Otro ejemplo sumamente ilustrativo de las dificultades de aplicar categorías unívocas y estancas a algunas entidades que se resisten a ello por su naturaleza lo encontramos en el problema de la individualidad. Parece a simple vista tan claro y delimitado el concepto de ‘individuo’ que resulta incluso difícil plantearnos la posibilidad de que una misma entidad pueda ser al mismo tiempo un individuo y varios. Pero, como veremos a continuación, así ocurre en algunos casos.
En un par de interesantes ensayos (1), el biólogo norteamericano Stephen Gould abordaba con su habitual maestría esta cuestión. Los dos ejemplos que se citan a continuación están extraídos de esos ensayos. El primero se refiere a los hermanos siameses. Éstos, como se sabe, son gemelos monocigóticos que han nacido unidos por una parte de su cuerpo. A pesar de su identidad genética nadie, ni el más extremo defensor del determinismo genético que podamos imaginar, se atrevería a afirmar que los gemelos monocigóticos que nacen separados constituyen el mismo individuo. El hecho de tener independencia física y poder desarrollar una historia propia, con sus contingencias ambientales influyendo en su desarrollo físico y en su personalidad,
es más que suficiente para considerarlos individuos diferentes, personas distintas. Este mismo criterio puede ser aplicado a los siameses que tienen cuerpos distintos, completamente desarrollados, aunque unidos por una pequeña parte. El famoso caso de los hermanos Eng y Chang, originarios de Tailandia, de los cuales deriva el nombre de “siameses”, ilustra perfectamente, y justifica también, el que con toda propiedad sean considerados dos individuos distintos, aunque permaneciesen unidos durante toda la vida. Ambos se casaron, tuvieron numerosos hijos cada uno y, por lo que sabemos de las crónicas de la época, tenían rasgos de carácter y personalidades bastante diferentes.

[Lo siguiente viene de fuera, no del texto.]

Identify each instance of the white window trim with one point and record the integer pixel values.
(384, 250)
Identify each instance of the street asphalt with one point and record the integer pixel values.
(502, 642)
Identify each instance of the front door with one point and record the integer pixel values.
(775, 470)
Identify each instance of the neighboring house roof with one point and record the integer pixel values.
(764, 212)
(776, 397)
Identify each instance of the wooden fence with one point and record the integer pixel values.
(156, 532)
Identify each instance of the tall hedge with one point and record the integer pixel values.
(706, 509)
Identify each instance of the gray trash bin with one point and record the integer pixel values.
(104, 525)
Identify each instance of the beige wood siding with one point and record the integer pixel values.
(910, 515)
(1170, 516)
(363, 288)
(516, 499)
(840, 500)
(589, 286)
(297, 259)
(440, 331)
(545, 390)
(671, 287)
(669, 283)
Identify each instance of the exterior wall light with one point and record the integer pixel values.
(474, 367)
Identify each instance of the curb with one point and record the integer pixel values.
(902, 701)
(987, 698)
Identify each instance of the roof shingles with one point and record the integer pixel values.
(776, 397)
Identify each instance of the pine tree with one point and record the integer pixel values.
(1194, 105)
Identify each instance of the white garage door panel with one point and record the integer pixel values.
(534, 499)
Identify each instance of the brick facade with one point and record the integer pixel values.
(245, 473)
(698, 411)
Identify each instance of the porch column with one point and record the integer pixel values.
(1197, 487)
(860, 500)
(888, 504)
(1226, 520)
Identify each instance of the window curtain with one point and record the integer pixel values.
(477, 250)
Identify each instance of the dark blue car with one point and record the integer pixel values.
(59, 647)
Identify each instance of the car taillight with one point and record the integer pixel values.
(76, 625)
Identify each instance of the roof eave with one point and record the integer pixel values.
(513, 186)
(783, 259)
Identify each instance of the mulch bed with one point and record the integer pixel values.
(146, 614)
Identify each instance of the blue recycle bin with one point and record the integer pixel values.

Pero se han dado casos en los que la situación es más confusa. Para ser más exactos, han existido casos, cierto que con una esperanza de vida muy reducida, en los que decantarse por uno o dos individuos resulta mucho más difícil, incluso imposible. Uno que generó una polémica a mediados del siglo XIX en Francia es el de Ritta y Christina, o Ritta-Christina (unidos los nombres), que fue una criatura (o dos) con una única parte inferior del cuerpo y con dos de cintura hacia arriba (véase la ilustración), que llegó a vivir durante varios meses. Dada la importancia que asignamos a la cabeza, en particular al cerebro, a la hora de asignar propiedades de individualidad a un organismo, quizás el veredicto mayoritario fuese el de que constituían dos individuos, aunque incompletos. Si a alguien este caso no le resulta de resolución problemática en cuanto a la individualidad, puede reparar ahora en la siguiente ilustración que representa una criatura (o dos), unidas por la parte superior y con dos medios cuerpos de cintura hacia abajo. ¿Cual sería en este caso el veredicto?

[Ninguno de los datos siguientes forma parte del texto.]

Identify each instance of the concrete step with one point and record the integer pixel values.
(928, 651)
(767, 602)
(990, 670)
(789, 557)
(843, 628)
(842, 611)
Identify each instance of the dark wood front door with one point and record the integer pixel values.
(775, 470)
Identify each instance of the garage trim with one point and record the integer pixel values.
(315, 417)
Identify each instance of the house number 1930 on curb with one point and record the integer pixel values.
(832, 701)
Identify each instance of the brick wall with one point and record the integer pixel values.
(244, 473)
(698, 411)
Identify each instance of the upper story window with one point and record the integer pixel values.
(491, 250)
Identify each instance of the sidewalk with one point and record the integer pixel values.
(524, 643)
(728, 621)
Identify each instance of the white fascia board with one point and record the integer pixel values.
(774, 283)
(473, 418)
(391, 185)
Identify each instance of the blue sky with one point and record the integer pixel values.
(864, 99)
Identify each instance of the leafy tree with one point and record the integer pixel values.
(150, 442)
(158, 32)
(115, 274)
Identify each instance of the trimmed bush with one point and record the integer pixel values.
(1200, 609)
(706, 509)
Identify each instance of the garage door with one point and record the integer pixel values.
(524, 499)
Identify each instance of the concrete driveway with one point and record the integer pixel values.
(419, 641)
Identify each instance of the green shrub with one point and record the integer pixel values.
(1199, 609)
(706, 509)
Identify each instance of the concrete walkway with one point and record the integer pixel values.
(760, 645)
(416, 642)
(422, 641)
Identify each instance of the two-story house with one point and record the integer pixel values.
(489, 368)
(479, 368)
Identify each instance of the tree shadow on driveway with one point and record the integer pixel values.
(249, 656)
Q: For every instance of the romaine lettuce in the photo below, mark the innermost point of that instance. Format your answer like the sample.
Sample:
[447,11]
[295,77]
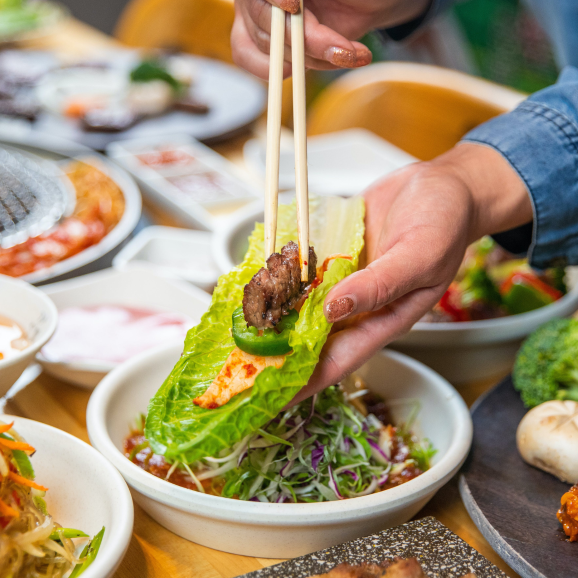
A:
[183,431]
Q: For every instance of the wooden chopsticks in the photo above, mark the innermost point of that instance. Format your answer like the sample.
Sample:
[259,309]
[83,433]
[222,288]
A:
[274,132]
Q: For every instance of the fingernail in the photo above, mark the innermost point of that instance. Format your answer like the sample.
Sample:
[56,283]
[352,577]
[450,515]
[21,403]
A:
[341,57]
[291,6]
[339,309]
[363,58]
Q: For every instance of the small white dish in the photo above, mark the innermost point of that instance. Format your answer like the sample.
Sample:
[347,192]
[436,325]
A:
[460,352]
[132,287]
[85,491]
[35,313]
[99,86]
[172,252]
[199,192]
[280,530]
[340,163]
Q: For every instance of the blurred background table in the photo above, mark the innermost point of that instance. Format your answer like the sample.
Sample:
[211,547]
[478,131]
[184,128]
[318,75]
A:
[154,551]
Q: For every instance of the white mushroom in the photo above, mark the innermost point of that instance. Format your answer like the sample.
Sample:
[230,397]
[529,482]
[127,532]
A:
[548,439]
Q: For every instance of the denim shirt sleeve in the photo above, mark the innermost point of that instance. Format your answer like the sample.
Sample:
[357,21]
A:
[540,140]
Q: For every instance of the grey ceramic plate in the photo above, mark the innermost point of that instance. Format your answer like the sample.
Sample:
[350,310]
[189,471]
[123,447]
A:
[441,553]
[235,99]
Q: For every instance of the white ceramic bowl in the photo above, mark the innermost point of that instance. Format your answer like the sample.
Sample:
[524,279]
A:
[84,490]
[35,313]
[172,252]
[132,287]
[280,530]
[460,352]
[343,163]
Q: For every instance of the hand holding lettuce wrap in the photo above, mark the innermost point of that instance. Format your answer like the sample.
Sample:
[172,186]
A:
[184,431]
[419,223]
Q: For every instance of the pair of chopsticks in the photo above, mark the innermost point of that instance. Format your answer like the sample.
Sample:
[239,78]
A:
[274,132]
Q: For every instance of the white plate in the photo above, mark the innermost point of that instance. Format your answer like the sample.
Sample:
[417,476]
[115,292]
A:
[133,287]
[35,313]
[172,252]
[281,530]
[57,149]
[339,163]
[235,99]
[156,182]
[85,492]
[460,352]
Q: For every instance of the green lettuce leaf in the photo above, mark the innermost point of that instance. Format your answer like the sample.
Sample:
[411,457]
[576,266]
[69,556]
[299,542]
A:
[183,431]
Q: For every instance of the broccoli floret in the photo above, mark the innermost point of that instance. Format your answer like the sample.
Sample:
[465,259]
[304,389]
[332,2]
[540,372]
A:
[547,364]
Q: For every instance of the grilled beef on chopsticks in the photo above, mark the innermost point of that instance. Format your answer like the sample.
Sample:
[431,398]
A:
[274,291]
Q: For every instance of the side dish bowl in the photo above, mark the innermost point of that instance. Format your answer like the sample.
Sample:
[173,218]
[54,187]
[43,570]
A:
[132,287]
[460,352]
[35,313]
[281,530]
[84,490]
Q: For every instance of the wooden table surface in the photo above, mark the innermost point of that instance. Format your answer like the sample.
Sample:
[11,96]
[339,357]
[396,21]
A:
[155,552]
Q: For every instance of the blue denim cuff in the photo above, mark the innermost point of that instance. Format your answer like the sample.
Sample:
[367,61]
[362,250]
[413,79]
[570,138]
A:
[541,144]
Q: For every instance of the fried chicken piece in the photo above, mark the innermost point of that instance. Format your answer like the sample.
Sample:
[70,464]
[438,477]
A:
[568,513]
[274,291]
[238,374]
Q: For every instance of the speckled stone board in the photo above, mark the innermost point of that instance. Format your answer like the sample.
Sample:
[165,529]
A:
[441,553]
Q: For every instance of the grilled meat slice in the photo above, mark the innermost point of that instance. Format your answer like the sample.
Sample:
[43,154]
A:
[274,291]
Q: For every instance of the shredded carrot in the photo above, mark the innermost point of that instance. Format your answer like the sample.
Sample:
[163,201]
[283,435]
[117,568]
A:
[26,482]
[16,445]
[5,427]
[6,510]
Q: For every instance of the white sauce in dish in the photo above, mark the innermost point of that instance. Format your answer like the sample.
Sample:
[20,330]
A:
[112,333]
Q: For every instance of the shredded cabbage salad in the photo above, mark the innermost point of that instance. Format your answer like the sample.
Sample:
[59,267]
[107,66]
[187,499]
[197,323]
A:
[322,449]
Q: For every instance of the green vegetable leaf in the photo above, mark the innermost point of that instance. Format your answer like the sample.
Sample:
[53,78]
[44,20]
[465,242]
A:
[90,552]
[181,430]
[149,70]
[60,533]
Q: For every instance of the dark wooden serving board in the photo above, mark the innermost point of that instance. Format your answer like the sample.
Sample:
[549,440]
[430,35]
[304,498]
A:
[441,553]
[513,504]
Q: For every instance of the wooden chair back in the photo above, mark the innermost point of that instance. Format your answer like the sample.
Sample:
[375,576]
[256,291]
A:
[200,27]
[425,110]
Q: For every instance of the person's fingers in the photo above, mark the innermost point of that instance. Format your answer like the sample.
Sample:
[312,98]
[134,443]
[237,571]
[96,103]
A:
[247,55]
[405,267]
[369,333]
[262,41]
[321,42]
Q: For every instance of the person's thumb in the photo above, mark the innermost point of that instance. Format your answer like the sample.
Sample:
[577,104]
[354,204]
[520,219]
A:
[401,270]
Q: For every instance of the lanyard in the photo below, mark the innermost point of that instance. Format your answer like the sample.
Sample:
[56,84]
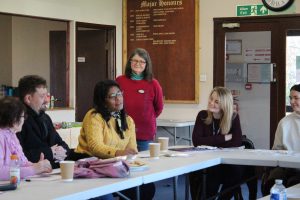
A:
[214,129]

La opinión de Stephen Gould, y la mía, es que la pregunta está mal planteada, porque en estos casos no podemos aplicar categorías discretas (un individuos, dos individuos) a una realidad situada en el punto medio de un continuo. Son uno y dos individuos al mismo tiempo. Aunque sean muy raros, y muy poco viables desde el punto de vista de su supervivencia, se han dado todo tipo de casos intermedios entre los dos extremos. En un extremo tendríamos un solo individuo, en el otro dos individuos, gemelos monocigóticos, completamente separados. Los casos de siameses registrados que están cerca de alguno de los extremos podemos incluirlos en cada una de las categorías extremas más próximas sin excesivos problemas. Pero a medida que nos acercamos al punto medio la ambigüedad y, por consiguiente, la dificultad de decantarse hacia un lado o hacia el otro va en aumento y el grado de arbitrariedad a la hora de adoptar una decisión es mayor. En estos casos es la realidad la que se resiste a ser encuadrada en nuestras categorías estancas de clasificación.

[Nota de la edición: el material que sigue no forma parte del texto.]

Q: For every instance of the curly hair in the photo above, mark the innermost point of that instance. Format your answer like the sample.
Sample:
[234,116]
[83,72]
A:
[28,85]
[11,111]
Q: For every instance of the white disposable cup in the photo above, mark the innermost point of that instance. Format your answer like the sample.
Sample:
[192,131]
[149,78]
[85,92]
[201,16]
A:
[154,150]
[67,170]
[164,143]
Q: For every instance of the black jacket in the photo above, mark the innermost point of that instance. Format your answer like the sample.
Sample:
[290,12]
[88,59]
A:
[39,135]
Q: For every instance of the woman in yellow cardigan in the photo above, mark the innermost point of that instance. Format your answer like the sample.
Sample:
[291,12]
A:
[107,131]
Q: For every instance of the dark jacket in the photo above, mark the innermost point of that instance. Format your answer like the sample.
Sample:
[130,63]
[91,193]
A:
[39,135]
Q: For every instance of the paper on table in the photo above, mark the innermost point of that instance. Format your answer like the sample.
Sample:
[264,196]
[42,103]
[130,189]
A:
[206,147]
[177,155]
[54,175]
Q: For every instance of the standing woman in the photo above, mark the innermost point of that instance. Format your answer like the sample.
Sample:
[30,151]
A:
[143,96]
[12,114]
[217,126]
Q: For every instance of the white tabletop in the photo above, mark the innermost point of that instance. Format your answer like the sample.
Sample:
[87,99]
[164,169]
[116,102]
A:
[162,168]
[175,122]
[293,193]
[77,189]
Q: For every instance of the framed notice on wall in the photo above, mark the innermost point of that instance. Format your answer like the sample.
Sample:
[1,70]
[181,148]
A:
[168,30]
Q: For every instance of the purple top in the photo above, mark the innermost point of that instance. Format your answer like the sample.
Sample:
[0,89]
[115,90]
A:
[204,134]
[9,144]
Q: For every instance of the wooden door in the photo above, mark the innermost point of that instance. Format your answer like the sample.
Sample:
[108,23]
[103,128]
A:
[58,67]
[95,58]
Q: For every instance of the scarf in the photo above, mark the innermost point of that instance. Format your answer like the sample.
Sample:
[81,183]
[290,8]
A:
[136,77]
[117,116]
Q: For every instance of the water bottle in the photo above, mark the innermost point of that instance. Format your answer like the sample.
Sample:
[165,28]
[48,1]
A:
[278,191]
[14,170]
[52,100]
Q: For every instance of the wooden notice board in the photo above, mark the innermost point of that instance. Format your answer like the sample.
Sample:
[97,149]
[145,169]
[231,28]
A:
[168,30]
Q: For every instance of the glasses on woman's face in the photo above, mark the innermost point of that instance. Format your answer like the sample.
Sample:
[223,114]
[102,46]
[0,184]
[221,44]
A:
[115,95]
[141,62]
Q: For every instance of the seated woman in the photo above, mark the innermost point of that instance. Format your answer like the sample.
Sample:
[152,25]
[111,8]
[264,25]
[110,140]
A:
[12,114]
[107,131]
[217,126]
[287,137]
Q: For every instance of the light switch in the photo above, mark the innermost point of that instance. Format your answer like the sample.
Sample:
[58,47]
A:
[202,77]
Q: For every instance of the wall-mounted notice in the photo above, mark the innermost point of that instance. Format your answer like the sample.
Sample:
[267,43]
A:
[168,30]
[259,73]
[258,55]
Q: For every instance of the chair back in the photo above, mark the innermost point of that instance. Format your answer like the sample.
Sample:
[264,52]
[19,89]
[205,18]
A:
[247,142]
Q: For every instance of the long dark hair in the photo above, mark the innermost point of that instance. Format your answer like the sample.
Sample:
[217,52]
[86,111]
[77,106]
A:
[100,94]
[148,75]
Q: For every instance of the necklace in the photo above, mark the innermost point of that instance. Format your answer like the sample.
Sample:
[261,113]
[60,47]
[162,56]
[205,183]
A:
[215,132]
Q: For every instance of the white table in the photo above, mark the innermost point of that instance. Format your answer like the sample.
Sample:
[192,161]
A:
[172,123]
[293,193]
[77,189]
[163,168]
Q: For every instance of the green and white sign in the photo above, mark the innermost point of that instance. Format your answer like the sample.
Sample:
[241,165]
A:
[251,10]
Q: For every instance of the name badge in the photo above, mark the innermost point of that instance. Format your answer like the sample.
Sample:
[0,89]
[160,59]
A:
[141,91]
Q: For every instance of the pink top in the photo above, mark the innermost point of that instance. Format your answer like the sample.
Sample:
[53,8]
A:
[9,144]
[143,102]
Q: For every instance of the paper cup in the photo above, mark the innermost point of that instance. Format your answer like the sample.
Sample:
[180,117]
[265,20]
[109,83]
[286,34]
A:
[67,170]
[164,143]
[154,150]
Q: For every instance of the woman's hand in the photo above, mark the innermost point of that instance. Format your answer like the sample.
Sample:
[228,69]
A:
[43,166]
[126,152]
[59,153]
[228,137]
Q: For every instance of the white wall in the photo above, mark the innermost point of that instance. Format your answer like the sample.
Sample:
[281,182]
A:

El otro ejemplo discutido por Stephen Gould es el de la medusa Physalia o carabela portuguesa. Cada medusa constituye un superorganismo formado, a su vez, por una colonia entera de individuos que han perdido buena parte de su individualidad. La polémica que se desató entre algunos importantes naturalistas del siglo XIX acerca de si se trataba de un organismo (o superorganismo), o de una colonia de individuos, no tiene solución. La realidad es que son las dos cosas a un tiempo y dependiendo de en qué criterios pongamos el acento tenderemos a inclinarnos hacia un lado u otro de la disyuntiva. Pero, en este caso, la colocación de ese acento es en buena medida arbitraria ya que depende de la perspectiva que se adopte. La carabela portuguesa se encuentra en el medio de un continuo entre dos extremos, constituidos por un organismo individual y una colonia completa de organismos. La naturaleza es así. No hay, por lo tanto, solución al dilema.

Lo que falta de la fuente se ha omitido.